The Union of Santorini Cooperatives, which represents many of the Aegean island’s grape growers, reported: “The performance of the vines is 200 percent lower than last year...” The group, in its harvest report, blamed “a fierce windstorm” that led to the destruction of many young shoots and compromised pruning for the poor showing.
“We won’t have as much wine,” Ted Diamantis, of Chicago-based Diamond Wine Imports, said after returning from a trip to the various wineries whose goods he imports to the United States.
Greece has a variety of climates. In the north, the harvest has not quite begun, but everything is looking very good, so the difference in harvests is really dependent on the weather, Diamantis said.
But in parts of Spain and Italy, winemakers said they were having good harvests with lots of perfectly ripened grapes. They were just 10-to-15 days later than usual.
In Umbria in Italy, Marco Caprai, head of Arnaldo Caprai winery, said he expected to harvest about 50 percent more grapes than last year. He thinks the late harvest will result “in wines that are not too rich in alcohol and very balanced.”
Beatrice Contini Bonacossi, whose family has owned the Villa di Capezzana estate in Tuscany for almost 100 years, said although the harvest has not ended, at the moment she is pleased.
“I can safely say that this year we can look forward to a nice quantity of grapes compared with last year, which was a relatively small vintage,” she added.
Across the Atlantic, U.S. winemakers are harvesting their grapes two-to-three weeks early.

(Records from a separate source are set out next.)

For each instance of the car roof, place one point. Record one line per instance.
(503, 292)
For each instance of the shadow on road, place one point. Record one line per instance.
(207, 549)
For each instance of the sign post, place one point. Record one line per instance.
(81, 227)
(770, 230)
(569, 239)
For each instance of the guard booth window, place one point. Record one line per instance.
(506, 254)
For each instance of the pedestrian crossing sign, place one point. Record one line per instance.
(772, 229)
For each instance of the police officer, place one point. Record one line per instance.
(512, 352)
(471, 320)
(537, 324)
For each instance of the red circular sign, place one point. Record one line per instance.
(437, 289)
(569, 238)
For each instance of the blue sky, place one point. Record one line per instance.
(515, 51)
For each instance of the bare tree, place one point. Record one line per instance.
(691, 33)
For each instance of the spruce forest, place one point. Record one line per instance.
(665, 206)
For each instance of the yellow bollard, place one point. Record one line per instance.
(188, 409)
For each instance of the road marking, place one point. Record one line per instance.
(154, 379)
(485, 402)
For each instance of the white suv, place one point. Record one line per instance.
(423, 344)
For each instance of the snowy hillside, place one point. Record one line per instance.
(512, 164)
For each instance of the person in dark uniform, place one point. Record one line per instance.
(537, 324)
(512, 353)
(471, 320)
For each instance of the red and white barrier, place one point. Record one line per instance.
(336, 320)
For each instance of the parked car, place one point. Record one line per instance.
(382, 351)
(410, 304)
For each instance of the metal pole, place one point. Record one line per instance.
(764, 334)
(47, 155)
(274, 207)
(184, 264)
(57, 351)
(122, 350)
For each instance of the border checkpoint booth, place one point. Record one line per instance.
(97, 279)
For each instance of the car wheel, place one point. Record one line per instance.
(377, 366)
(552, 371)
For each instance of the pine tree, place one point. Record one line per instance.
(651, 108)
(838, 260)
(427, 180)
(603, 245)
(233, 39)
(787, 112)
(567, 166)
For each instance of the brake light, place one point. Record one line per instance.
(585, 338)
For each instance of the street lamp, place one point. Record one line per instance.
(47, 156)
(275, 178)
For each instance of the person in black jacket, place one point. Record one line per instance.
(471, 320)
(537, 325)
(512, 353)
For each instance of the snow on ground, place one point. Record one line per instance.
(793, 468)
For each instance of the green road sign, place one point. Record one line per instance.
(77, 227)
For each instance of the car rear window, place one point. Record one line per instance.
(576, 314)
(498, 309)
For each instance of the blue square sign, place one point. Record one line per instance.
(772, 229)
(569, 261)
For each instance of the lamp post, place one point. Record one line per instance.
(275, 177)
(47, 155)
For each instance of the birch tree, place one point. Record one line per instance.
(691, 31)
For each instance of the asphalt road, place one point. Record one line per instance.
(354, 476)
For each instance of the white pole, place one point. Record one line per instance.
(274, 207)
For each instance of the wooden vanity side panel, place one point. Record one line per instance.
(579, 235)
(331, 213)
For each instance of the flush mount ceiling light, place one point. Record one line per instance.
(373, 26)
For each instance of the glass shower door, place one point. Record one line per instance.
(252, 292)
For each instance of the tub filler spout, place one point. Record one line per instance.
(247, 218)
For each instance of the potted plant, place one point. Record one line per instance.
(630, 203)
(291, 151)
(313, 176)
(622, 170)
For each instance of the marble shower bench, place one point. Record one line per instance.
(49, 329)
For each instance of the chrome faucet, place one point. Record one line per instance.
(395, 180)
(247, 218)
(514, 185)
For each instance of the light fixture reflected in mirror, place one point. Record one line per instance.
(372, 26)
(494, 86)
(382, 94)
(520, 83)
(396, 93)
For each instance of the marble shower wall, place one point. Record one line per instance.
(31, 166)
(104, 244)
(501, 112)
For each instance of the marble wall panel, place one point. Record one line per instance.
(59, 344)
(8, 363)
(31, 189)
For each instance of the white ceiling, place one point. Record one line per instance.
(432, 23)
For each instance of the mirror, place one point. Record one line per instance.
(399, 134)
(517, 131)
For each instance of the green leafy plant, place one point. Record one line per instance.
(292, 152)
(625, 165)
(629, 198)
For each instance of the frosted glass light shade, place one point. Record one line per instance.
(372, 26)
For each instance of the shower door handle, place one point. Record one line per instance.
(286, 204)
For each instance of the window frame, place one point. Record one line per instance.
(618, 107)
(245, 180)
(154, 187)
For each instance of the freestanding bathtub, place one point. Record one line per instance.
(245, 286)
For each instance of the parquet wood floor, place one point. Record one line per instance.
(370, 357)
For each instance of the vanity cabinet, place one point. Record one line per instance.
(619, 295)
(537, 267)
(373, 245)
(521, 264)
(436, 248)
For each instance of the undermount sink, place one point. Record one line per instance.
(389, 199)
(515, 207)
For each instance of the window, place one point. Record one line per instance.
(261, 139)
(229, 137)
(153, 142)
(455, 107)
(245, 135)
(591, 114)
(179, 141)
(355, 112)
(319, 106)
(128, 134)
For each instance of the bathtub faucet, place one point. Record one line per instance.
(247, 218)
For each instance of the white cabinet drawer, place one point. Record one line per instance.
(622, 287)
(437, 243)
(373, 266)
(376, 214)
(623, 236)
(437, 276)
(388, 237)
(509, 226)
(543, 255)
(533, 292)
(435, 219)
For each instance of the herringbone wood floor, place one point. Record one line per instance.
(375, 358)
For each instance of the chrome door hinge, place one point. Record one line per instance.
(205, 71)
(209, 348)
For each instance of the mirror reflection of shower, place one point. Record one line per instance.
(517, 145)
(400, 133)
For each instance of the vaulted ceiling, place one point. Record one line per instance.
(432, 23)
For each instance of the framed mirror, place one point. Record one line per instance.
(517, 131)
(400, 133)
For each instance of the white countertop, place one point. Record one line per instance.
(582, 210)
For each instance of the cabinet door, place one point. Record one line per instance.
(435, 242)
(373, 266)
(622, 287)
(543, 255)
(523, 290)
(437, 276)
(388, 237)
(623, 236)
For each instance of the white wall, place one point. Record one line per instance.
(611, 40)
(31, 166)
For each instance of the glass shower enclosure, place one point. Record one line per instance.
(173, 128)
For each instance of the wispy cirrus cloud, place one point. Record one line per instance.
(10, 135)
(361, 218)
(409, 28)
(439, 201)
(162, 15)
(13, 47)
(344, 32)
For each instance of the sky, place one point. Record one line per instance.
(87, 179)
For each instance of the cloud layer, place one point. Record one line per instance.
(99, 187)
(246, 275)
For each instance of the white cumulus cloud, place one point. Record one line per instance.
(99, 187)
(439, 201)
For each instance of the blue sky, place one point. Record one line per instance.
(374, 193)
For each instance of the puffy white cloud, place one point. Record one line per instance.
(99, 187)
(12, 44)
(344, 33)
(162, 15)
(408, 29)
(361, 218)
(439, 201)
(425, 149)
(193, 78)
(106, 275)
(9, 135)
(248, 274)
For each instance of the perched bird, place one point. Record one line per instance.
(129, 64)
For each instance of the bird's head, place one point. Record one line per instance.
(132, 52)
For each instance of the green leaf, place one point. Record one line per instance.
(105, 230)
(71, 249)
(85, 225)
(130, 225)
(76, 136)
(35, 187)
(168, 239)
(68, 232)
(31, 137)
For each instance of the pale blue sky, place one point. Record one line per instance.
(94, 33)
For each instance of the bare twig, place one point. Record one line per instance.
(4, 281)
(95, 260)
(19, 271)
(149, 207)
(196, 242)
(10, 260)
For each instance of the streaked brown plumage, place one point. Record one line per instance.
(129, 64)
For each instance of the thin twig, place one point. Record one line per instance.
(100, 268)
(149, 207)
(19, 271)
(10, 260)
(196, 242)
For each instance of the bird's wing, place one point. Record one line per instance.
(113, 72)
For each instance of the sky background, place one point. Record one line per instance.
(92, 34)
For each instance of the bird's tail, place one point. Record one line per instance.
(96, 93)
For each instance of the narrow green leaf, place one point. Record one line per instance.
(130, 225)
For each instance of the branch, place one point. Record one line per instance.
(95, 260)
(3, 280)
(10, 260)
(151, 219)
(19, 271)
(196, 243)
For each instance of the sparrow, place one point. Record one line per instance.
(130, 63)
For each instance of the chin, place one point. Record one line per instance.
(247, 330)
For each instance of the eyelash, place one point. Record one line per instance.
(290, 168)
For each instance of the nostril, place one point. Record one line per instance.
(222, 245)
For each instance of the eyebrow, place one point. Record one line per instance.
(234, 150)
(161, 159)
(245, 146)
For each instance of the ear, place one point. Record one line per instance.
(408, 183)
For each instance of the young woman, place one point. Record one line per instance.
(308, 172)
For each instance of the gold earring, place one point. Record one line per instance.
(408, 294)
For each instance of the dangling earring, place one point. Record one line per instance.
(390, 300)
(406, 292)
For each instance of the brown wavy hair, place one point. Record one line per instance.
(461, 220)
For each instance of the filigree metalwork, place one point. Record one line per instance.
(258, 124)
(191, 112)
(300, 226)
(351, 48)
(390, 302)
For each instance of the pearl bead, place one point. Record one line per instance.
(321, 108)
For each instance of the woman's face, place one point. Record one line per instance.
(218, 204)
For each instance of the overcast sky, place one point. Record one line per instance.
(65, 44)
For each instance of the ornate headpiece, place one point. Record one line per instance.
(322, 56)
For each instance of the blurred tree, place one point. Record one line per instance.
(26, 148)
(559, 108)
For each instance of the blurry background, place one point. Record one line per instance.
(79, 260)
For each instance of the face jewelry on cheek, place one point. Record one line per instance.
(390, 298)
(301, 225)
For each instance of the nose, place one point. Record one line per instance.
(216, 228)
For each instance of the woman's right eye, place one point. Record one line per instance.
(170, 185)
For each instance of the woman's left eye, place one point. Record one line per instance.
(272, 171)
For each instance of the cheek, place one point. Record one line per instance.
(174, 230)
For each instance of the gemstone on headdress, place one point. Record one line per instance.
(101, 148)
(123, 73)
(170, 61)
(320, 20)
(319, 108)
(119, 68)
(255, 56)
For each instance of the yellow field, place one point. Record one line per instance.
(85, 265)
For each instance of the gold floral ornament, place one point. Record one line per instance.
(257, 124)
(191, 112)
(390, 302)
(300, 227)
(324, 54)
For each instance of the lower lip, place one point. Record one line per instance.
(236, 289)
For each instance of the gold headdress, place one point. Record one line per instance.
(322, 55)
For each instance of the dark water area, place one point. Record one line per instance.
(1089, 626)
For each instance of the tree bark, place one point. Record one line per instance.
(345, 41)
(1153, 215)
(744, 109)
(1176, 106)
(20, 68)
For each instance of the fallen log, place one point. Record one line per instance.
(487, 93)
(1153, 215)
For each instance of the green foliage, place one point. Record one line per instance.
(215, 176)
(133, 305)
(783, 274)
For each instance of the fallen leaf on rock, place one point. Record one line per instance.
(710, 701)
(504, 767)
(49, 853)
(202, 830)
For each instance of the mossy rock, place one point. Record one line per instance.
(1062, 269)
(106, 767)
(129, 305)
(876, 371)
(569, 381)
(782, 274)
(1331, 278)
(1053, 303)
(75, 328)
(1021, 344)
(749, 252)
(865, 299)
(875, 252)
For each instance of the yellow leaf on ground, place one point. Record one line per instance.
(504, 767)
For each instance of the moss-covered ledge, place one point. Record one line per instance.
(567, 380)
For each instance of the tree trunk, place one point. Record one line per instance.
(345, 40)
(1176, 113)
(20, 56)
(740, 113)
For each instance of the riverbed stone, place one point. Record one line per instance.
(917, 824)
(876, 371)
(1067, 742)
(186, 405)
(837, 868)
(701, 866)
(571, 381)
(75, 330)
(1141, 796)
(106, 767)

“Everything is coming in a lot earlier, my Pinot Noir. My last Pinot Noir pick is done already. Normally, I don’t even start to pick that until the 14th or 15th of September,” said Kathleen Inman, whose family owns a vineyard in California’s Russian River Valley, part of Sonoma County.
Across the Mayacamas Mountains in Napa Valley, Cain Winery’s vintner Chris Howell said harvests of his Cabernet Sauvignon and Merlot were going to be earlier.
“This year is not as perfect a year as last year ... But this year, the harvest looks good,” he said.
Randall Grahm, who started Boony Doon Vineyards on California’s Central Coast 40 years ago, said the harvest was going reasonably well with grapes from the warmish regions appearing about 10 days earlier than normal.
“But (that‘s) by no means the earliest I’ve ever seen,” he said.
Winemakers in Washington State, which has had second warmest summer on record, also expect an early harvest. Heat decreases the amount of time grapes take to ripen. This means the berries are smaller than usual and the flavors more concentrated.